C'est ce qu'a déclaré Me Catherine Armand, avocate à la Commission d'accès à l'information qui témoignait ce matin devant la Commission d'enquête sur la protection de la confidentialité des sources journalistiques (la Commission Chamberland) née dans la foulée de la surveillance policière de journalistes de différents médias québécois.

Me Armand s'est dite particulièrement préoccupée des «déversements de tours cellulaires».

Il y a quelques jours, les entreprises de télécommunications sont venues raconter que les policiers, après approbation judiciaire, leur demandent régulièrement de tels déversements par lesquels les policiers obtiennent des milliers de métadonnées (les appels entrants et sortants de tous les employés de la Place Ville-Marie et des environs d'un seul coup, par exemple).

La Commission d'accès à l'information rappelle que les policiers sont tenus par la loi de ne récolter que les données nécessaires à leurs enquêtes. Or, «la Commission (d'accès) s'interroge sur la définition de nécessité que donnent les divers corps policiers au regard des révélations quant aux demandes de déversements de tours cellulaires», a dit Me Armand.

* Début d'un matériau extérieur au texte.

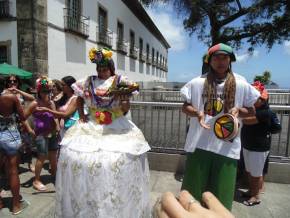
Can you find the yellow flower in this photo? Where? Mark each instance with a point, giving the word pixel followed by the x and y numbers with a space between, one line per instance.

La Commission d'accès à l'information souhaite que soit améliorée la transparence lorsque de telles procédures sont faites, que soit créé un mécanisme pour faire contrepoids aux demandes des policiers et que les policiers soient obligés de mieux documenter les demandes d'autorisation judiciaires qu'ils présentent. La Commission d'accès souhaite aussi la destruction presque immédiate de métadonnées de tiers non reliés à une enquête.

Des précautions sont particulièrement nécessaires à une époque où les technologies permettent d'accéder plus facilement que jamais à un grand nombre de renseignements confidentiels, a rappelé la Commission d'accès à l'information. 

La Commission d'enquête Chamberland fait relâche jusqu'au 15 mai.